We have two steps in explanation, instead of five. More importantly, there is 
no interleaving of events to reason about between the sync threads, and the 
"lastSync" is accurate (which is important since this could artificially pause 
writes). This also means future improvements here are easier and safer to 
deliver, because we don't have to reason about how they interplay with each 
other. In particular, marking lastSync roll over after each segment is synced 
is a natural improvement (to ensure write latencies don't spike under load) but 
is challenging to introduce with multiple sync threads. Since we don't expect 
this feature to be used widely (we expect multiple CL disks to be used instead, 
if you're bottlenecking) the simpler approach seems more sensible to me.

bq. Wouldn't the two extra queues waste resources and increase latency?

We have zero in the typical case, and one extra queue in the uncommon use case. 
If we introduce enough threads that compression is faster than disk, then there 
will be near zero synchronization costs; of course, if that is not the case, 
and we are bottlenecking on compression still, then we aren't really losing 
much (a few micros. every few hundred millis, at 250MB/s compression speed), so 
it doesn't seem likely to be significant. 

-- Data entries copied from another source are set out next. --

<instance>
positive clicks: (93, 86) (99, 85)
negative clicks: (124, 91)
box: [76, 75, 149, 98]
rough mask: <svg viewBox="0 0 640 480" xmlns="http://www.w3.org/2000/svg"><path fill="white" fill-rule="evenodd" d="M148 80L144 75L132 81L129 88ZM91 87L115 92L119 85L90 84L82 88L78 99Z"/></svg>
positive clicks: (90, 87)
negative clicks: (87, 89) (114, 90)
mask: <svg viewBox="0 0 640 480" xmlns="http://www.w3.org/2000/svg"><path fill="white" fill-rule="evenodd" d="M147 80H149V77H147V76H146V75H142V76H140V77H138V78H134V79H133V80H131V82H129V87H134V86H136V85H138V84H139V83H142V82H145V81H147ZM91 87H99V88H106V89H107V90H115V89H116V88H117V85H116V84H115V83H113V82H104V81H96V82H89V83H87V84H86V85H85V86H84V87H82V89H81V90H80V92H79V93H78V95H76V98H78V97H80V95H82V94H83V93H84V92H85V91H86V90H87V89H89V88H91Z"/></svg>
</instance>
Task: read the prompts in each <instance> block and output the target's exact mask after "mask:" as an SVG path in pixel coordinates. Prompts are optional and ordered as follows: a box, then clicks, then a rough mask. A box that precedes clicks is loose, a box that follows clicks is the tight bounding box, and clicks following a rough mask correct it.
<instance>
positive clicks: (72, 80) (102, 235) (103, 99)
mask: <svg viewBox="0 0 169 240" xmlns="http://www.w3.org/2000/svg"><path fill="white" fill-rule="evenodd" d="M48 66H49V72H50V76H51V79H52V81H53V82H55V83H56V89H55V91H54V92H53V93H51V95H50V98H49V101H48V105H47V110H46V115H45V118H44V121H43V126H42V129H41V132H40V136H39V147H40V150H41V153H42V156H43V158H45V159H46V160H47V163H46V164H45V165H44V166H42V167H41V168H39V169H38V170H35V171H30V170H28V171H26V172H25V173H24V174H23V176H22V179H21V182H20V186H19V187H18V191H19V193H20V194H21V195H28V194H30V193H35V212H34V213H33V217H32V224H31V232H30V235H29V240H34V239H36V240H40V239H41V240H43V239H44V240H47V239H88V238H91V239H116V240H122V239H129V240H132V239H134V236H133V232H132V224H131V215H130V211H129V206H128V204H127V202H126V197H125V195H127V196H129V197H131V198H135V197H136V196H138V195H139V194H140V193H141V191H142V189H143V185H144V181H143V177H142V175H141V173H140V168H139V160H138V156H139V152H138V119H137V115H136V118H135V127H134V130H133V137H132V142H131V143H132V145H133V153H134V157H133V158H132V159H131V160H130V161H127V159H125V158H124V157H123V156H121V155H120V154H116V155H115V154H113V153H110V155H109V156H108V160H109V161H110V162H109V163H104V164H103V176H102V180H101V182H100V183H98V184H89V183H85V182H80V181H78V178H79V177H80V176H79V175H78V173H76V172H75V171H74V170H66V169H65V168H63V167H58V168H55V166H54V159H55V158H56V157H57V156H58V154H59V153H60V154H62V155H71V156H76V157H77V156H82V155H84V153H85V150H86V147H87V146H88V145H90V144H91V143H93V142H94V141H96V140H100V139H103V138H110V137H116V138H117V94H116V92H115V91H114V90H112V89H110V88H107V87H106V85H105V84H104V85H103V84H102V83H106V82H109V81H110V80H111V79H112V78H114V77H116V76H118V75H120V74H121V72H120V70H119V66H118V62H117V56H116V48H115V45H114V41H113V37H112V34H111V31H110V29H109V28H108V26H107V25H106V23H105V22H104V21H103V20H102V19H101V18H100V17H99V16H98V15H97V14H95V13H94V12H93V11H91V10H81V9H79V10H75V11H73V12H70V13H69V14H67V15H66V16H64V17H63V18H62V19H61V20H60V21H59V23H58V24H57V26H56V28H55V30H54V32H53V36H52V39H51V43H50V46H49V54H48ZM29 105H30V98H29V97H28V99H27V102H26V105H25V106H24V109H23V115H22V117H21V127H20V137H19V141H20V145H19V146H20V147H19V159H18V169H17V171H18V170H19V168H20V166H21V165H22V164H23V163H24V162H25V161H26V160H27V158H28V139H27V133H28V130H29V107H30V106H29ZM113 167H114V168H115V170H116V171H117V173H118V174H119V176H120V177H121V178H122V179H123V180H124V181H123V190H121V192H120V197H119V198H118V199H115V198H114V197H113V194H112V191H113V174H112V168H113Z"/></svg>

We're now no longer honouring the sync interval; we are syncing more 
frequently, which may reduce disk throughput. The exact time of syncing in 
relation to each other may also vary, likely into lock-step under saturation, 
so that there may be short periods of many competing syncs potentially yielding 
pathological disk behaviour, and introducing competition for the synchronized 
blocks inside the segments, in effect introducing a MPMC queue, eliminating 
those few micros of benefit. 

(FTR, the MPMC, SPMC, MPSC aspects are likely not important here. The only 
concern is thread signalling, but this is the wrong order of magnitude to 
matter when bottlenecking on disk or compression of large chunks)

> Compressed Commit Log
> ---------------------
>
>                 Key: CASSANDRA-6809
>                 URL: https://issues.apache.org/jira/browse/CASSANDRA-6809
>             Project: Cassandra
>          Issue Type: Improvement
>            Reporter: Benedict
>            Assignee: Branimir Lambov
>            Priority: Minor
>              Labels: performance
>             Fix For: 3.0
>
>         Attachments: ComitLogStress.java, logtest.txt
>
>
> It seems an unnecessary oversight that we don't compress the commit log. 
> Doing so should improve throughput, but some care will need to be taken to 
> ensure we use as much of a segment as possible. I propose decoupling the 
> writing of the records from the segments. Basically write into a (queue of) 
> DirectByteBuffer, and have the sync thread compress, say, ~64K chunks every X 
> MB written to the CL (where X is ordinarily CLS size), and then pack as many 
> of the compressed chunks into a CLS as possible.